Il cinema, a partire dagli anni Sessanta, ha visto numerose trasposizioni ispirate alle novelle boccaccesche, ma forse nessuna ha avuto l’impatto e la visibilità delle opere di Pier Paolo Pasolini. Nel 1971, Pasolini realizzò il film “Il Decameron”, il primo di una trilogia cinematografica ispirata alle opere più celebri di Boccaccio, Chaucer e Rabelais. Con il suo stile provocatorio, sensuale e al tempo stesso poetico, Pasolini seppe cogliere lo spirito originale delle novelle: la mescolanza di comicità, desiderio, ribellione e ironia, il gusto per la vita vissuta senza filtri morali e la libertà con cui i personaggi affrontano le convenzioni sociali. Il film è una rilettura che rende il testo moderno, capace di dialogare con le sensibilità del pubblico contemporaneo, pur conservando la freschezza e l’acutezza psicologica di Boccaccio.

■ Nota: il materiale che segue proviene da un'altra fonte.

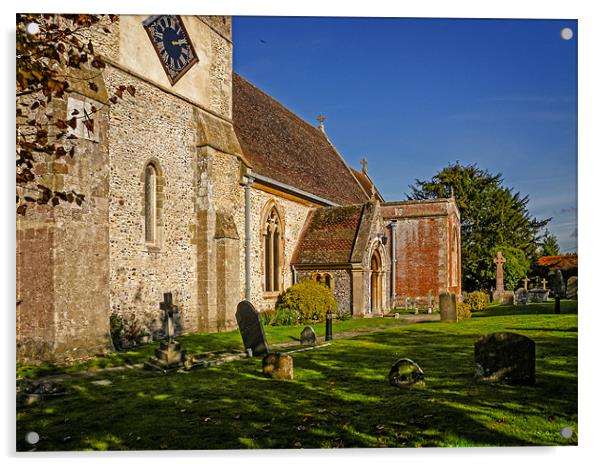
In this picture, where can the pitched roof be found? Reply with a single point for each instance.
(367, 183)
(282, 146)
(329, 235)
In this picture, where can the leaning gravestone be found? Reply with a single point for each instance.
(447, 307)
(505, 357)
(405, 372)
(520, 296)
(571, 288)
(278, 365)
(251, 330)
(308, 336)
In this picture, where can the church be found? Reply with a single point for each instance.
(205, 186)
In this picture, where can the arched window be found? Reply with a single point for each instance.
(150, 204)
(272, 244)
(454, 261)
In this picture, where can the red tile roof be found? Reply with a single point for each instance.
(282, 146)
(559, 262)
(329, 235)
(367, 184)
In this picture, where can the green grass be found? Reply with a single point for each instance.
(338, 398)
(199, 343)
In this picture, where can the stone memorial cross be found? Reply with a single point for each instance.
(169, 308)
(499, 261)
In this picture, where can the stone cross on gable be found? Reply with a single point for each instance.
(499, 261)
(169, 308)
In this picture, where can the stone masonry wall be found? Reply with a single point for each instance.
(63, 257)
(154, 126)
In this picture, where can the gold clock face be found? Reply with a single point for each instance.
(172, 44)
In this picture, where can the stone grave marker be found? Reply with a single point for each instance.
(251, 330)
(505, 357)
(538, 295)
(520, 296)
(278, 365)
(571, 288)
(447, 307)
(169, 355)
(308, 336)
(405, 372)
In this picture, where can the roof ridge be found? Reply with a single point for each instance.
(277, 103)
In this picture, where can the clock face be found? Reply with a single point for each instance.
(172, 44)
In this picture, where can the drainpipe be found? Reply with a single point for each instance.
(248, 238)
(393, 264)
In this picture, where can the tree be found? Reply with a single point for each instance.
(52, 50)
(493, 218)
(548, 245)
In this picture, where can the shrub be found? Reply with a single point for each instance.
(477, 300)
(463, 311)
(304, 302)
(126, 333)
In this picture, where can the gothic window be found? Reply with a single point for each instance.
(324, 278)
(454, 261)
(150, 204)
(272, 244)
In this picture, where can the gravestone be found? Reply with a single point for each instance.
(169, 355)
(278, 365)
(520, 296)
(505, 357)
(447, 307)
(251, 330)
(571, 288)
(405, 372)
(308, 336)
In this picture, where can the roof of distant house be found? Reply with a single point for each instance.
(285, 148)
(559, 262)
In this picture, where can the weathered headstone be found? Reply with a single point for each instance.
(308, 336)
(278, 365)
(520, 296)
(571, 288)
(447, 307)
(499, 262)
(405, 372)
(505, 357)
(538, 295)
(169, 355)
(251, 330)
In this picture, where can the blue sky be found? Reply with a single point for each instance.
(412, 95)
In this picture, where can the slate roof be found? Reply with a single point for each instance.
(329, 235)
(282, 146)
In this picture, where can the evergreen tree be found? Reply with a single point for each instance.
(493, 218)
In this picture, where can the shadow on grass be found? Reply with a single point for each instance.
(339, 398)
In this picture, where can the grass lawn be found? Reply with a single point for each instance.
(339, 397)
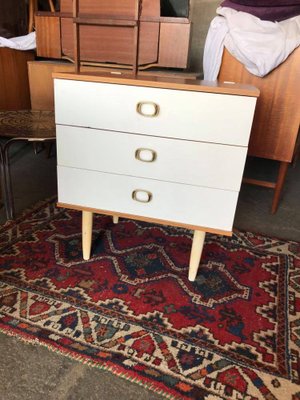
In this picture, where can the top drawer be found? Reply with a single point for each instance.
(199, 116)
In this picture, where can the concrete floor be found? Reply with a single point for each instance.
(33, 372)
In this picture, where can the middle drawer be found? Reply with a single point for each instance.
(172, 160)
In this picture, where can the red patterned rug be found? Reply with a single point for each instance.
(234, 333)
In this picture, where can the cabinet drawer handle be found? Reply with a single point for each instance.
(147, 109)
(142, 196)
(145, 155)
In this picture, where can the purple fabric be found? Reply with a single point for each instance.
(267, 3)
(278, 13)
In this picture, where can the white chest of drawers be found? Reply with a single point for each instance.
(169, 152)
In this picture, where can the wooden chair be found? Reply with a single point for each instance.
(21, 126)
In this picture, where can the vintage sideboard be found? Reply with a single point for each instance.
(167, 151)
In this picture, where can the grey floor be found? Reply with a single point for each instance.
(33, 372)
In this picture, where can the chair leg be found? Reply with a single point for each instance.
(279, 185)
(3, 181)
(7, 181)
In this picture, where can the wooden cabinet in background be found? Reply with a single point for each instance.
(107, 34)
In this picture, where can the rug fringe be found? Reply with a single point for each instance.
(90, 363)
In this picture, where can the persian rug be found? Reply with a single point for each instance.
(234, 333)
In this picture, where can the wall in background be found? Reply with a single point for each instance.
(201, 14)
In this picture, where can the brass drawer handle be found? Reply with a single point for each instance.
(145, 155)
(142, 196)
(147, 109)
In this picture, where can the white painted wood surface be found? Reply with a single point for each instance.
(182, 161)
(210, 117)
(199, 206)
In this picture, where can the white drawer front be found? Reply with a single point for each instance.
(185, 204)
(199, 116)
(195, 163)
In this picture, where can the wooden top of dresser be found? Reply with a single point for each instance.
(230, 88)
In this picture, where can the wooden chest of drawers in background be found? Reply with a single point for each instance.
(170, 152)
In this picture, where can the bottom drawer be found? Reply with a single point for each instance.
(169, 202)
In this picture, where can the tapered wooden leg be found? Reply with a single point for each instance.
(279, 185)
(197, 247)
(87, 228)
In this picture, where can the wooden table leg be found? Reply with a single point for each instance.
(87, 229)
(279, 185)
(197, 247)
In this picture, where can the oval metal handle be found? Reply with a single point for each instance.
(147, 109)
(142, 196)
(145, 155)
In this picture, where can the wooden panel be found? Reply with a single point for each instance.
(179, 81)
(124, 8)
(277, 115)
(41, 80)
(178, 161)
(48, 36)
(14, 92)
(111, 44)
(182, 114)
(171, 54)
(41, 83)
(194, 205)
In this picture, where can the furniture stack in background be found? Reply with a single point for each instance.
(105, 38)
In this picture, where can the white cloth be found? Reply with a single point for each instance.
(27, 42)
(260, 45)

Il successo del “Decameron” sullo schermo non si limita a Pasolini. La narrazione corale, i personaggi vividi e le trame intrecciate hanno ispirato adattamenti più recenti, dall’animazione alla fiction televisiva, fino al teatro cinematografico sperimentale. Ogni regista ha reinterpretato le novelle secondo la propria sensibilità, dimostrando la versatilità del testo e la sua capacità di attraversare epoche e media diversi.
Inoltre, la fortuna cinematografica dell’opera evidenzia un elemento chiave della sua modernità: la dimensione visiva e narrativa immediata. Le novelle di Boccaccio non richiedono lunghe spiegazioni: i personaggi e le situazioni colpiscono direttamente l’immaginazione, creando immagini forti e memorabili. Questa qualità, che ha permesso la trasposizione in film così diversi tra loro, dimostra come il “Decameron” sia un patrimonio culturale in grado di adattarsi a nuovi linguaggi e a nuovi pubblici, rimanendo stimolante.
A 650 anni dalla sua morte, Boccaccio resta vivo non solo come autore di racconti, ma come maestro di umanità: ci ricorda che la letteratura può essere specchio della vita, strumento di introspezione e, al tempo stesso, canto di resistenza, curiosità e meraviglia. Il suo insegnamento, oggi più che mai, è universale: osservare, raccontare e comprendere il mondo con lucidità, ironia e cuore aperto.